My previous post walked through the code for implementing a general feedforward neural network program in Python. This post shows the program in action, applied to two classification problems. All of the code for this post is available here.

The first problem is to separate the red from the blue classes in the dataset pictured below. The code for generating and plotting the dataset is here. It’s a simple example but nicely demonstrates the power of neural networks.

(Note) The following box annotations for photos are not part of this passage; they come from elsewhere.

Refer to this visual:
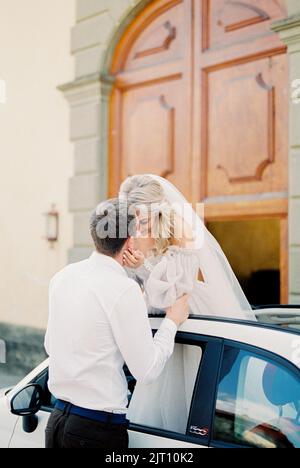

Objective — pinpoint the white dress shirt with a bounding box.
[45,252,177,413]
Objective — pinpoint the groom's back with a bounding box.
[46,253,133,407]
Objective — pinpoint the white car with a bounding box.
[0,307,300,449]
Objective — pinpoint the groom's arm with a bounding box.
[111,283,177,384]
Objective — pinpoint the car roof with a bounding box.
[150,315,300,369]
[149,305,300,335]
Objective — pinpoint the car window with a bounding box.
[32,369,56,411]
[214,347,300,448]
[128,343,202,434]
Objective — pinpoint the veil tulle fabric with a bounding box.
[148,174,256,321]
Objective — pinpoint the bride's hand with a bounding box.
[123,250,145,268]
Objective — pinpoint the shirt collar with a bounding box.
[90,252,127,276]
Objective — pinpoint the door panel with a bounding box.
[122,81,187,185]
[109,0,289,300]
[207,55,288,197]
[124,0,186,71]
[110,0,192,197]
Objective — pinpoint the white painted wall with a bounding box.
[0,0,76,327]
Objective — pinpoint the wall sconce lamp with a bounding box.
[45,205,59,247]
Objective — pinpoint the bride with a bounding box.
[120,175,255,320]
[119,175,256,432]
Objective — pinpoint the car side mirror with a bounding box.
[10,384,43,416]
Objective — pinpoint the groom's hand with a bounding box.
[167,295,190,327]
[123,250,145,268]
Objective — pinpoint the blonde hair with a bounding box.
[120,175,175,255]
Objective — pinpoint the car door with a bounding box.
[9,369,55,448]
[210,342,300,448]
[10,333,222,448]
[128,333,222,448]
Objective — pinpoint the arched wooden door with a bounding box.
[110,0,289,300]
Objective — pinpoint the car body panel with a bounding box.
[0,317,300,448]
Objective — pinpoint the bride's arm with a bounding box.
[172,215,205,283]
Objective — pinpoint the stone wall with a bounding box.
[274,0,300,304]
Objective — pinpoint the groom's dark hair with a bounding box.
[90,198,136,257]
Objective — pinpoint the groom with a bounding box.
[45,199,189,449]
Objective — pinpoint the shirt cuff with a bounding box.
[160,317,178,337]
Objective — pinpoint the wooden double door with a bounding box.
[109,0,289,304]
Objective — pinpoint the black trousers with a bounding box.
[46,410,129,449]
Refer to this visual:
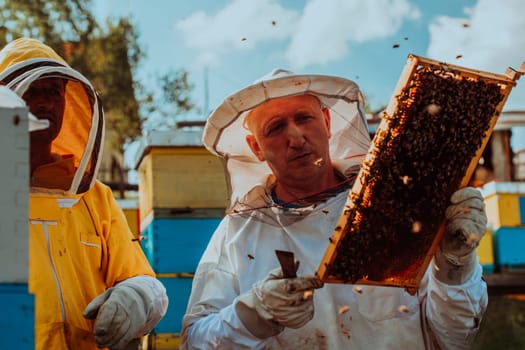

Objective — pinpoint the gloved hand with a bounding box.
[433,187,487,285]
[235,268,323,339]
[83,276,167,349]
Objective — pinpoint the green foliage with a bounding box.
[0,0,195,151]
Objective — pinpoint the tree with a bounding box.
[0,0,199,197]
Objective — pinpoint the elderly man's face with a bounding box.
[23,78,65,143]
[246,95,332,186]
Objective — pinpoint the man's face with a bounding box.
[246,95,332,185]
[23,78,65,144]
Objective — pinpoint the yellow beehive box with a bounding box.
[117,199,140,237]
[135,128,227,222]
[476,230,494,267]
[481,181,525,230]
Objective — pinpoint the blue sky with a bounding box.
[93,0,525,166]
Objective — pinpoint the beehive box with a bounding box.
[476,230,496,273]
[481,181,525,229]
[136,129,228,222]
[317,55,525,293]
[141,215,222,273]
[493,227,525,271]
[153,275,193,334]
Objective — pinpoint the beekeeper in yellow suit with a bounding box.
[0,38,168,350]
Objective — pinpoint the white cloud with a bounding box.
[286,0,420,69]
[176,0,420,69]
[427,0,525,109]
[176,0,298,67]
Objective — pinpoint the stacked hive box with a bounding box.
[136,127,227,334]
[0,93,34,349]
[479,182,525,271]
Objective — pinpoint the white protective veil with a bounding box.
[203,69,370,208]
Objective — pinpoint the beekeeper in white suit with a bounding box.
[182,70,487,349]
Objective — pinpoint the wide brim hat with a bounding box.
[203,69,370,205]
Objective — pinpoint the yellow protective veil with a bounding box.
[0,38,104,195]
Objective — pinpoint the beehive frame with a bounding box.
[316,54,525,293]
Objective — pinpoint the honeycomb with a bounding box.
[317,56,513,288]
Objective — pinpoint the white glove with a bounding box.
[433,187,487,285]
[235,268,323,339]
[83,276,168,349]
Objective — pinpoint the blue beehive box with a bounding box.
[0,283,35,350]
[153,277,193,333]
[493,226,525,270]
[142,217,222,273]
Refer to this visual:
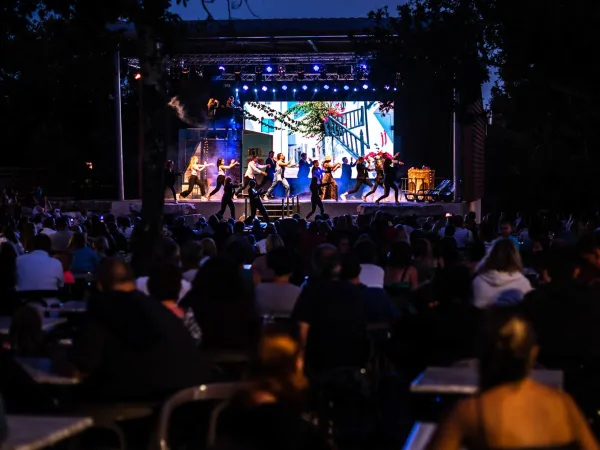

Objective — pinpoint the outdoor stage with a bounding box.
[111,198,469,219]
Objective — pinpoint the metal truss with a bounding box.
[127,53,371,67]
[213,73,366,83]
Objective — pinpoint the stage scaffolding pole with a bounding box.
[114,48,125,201]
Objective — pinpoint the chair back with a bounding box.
[157,383,245,450]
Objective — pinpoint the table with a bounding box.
[1,415,94,450]
[0,316,67,334]
[410,367,563,395]
[402,422,437,450]
[15,358,81,385]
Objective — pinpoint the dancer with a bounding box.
[306,160,325,220]
[362,156,384,202]
[208,158,239,200]
[216,177,237,219]
[263,153,296,201]
[340,156,373,202]
[179,156,214,200]
[375,153,404,205]
[248,180,271,223]
[163,159,177,203]
[323,155,342,201]
[235,155,269,196]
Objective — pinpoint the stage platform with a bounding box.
[110,198,469,218]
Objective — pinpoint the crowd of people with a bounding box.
[0,207,600,449]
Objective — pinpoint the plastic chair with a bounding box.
[157,383,246,450]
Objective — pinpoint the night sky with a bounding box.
[172,0,404,20]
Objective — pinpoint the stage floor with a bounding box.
[111,198,469,218]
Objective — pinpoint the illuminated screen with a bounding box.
[244,101,394,178]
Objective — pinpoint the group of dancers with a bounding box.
[164,152,404,221]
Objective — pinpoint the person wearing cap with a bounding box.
[323,155,342,201]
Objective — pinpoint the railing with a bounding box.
[325,116,370,158]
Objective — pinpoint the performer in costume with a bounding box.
[216,177,237,219]
[235,155,269,195]
[306,160,325,220]
[375,153,404,204]
[179,156,214,200]
[248,180,271,223]
[208,158,239,200]
[323,155,342,201]
[163,160,177,203]
[263,153,296,201]
[363,156,384,202]
[340,156,373,201]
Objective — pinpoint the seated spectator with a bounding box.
[0,242,17,316]
[256,246,301,317]
[50,217,73,252]
[292,244,367,374]
[69,233,100,275]
[180,257,260,350]
[216,333,330,450]
[473,239,532,308]
[340,253,400,323]
[427,310,598,450]
[148,264,202,343]
[8,305,46,357]
[17,234,64,291]
[135,237,192,300]
[354,239,385,288]
[252,234,283,282]
[71,258,207,401]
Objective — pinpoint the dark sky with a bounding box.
[172,0,404,20]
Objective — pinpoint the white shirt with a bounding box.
[17,250,64,291]
[135,277,192,300]
[245,161,267,180]
[358,264,385,288]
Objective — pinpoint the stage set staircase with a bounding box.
[325,106,371,159]
[244,195,300,220]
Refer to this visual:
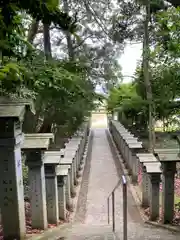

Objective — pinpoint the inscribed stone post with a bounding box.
[0,109,26,240]
[22,133,53,230]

Using the program is very simple. First the data needs to be loaded and the neural network initialized.

```
import pickle
%run NeuralNet2.ipynb
train_x = pickle.load( open( "nn_donutballdata_train_x.pkl", "rb" ) )
train_y = pickle.load( open( "nn_donutballdata_train_y.pkl", "rb" ) )
test_x = pickle.load( open( "nn_donutballdata_test_x.pkl", "rb" ) )
test_y = pickle.load( open( "nn_donutballdata_test_y.pkl", "rb" ) )
net = NeuralNet((2,4,1), QuadraticCost, SigmoidActivation,
SigmoidActivation)
net.initialize_variables()
```

A brief aside about formatting data to use with this program. Any training or test data needs to be arranged as a 2D numpy matrix of floating point numbers of size *m x n* where *m* is the number of examples and *n* is the number of features (for input data) or labels (for output data). So in this example, in *train_x* and *test_x*, each column represents a feature and each row represents a single example. *train_y* and *test_y* are vectors in which each element represents the class of the corresponding example with a value of 1 for the positive class, 0 for the negative class. *train_x* is *1400 x 2* since there are two input features, the *x* and *y* coordinates of the data, and *1400* training examples. *train_y* is *1400 x 1* since there is one output label of interest. There are 372 examples reserved for the test set.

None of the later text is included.